The trial’s primary endpoint was the shift in modified Rankin scale (mRS) scores at 90 days, while safety outcomes included symptomatic intracranial haemorrhage (ICH) and mortality—both assessed within 90 days. Efficacy analyses were performed in the per-protocol set and full-analysis set of the study population, including crossovers, with adjustment for prognostic confounders. The safety analysis was conducted according to the as-treated principle, and the non-inferiority margin was set at 0.8.
Between 2023 and 2025, 633 patients were recruited to the CASES trial and deferred informed consent was ultimately obtained from 597. Of these, 297 were assigned to immediate CAS and 300 to deferred treatment. The mean age of included participants was 72 years and the median National Institutes of Health stroke scale (NIHSS) score at baseline was 14.

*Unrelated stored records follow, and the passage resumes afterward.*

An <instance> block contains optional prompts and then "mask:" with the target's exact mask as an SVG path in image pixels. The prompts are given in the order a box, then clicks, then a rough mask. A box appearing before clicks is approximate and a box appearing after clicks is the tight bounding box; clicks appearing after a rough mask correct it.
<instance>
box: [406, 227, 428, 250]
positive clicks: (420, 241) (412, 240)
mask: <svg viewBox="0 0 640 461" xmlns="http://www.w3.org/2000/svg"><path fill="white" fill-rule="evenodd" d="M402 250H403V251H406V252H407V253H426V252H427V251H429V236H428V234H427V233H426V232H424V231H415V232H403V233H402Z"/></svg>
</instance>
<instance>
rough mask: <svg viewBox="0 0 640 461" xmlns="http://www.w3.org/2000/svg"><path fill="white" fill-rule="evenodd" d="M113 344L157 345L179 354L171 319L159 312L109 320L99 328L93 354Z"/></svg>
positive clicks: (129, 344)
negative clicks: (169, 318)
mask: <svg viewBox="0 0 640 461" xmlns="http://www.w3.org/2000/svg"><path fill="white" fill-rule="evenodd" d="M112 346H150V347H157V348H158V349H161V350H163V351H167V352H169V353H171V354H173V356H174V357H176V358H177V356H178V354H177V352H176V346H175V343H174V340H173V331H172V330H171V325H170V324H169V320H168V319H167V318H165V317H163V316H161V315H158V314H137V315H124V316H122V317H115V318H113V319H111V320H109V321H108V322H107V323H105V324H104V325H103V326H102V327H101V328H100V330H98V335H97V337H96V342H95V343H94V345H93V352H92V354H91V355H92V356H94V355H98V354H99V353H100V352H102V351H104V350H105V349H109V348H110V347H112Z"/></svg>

In the full analysis—presented at ESOC 2026 by leading investigator Maarten Uyttenboogaart (University Medical Center Groningen, Groningen, Netherlands)—the non-inferiority criterion was not met, as per an adjusted common odds ratio (acOR) of 1.06 (95% confidence interval [CI], 0.79–1.43). However, in the per-protocol set, immediate CAS was non-inferior to the deferred treatment strategy, with an acOR of 1.1 (95% CI, 0.81–1.5).
The rates of symptomatic ICH were 2.1% in the CAS group and 3.8% in the deferred treatment group (OR, 0.55; 95% CI, 0.29–1.4), while mortality rates were 21% in the CAS group versus 25% in the deferred treatment group (acOR, 0.79; 95% CI, 0.54–1.14).
The researchers conclude that the CASES trial provides new evidence that immediate CAS during a mechanical thrombectomy procedure is safe when compared with a deferred treatment strategy among patients with acute ischaemic stroke due to atherosclerotic tandem lesions.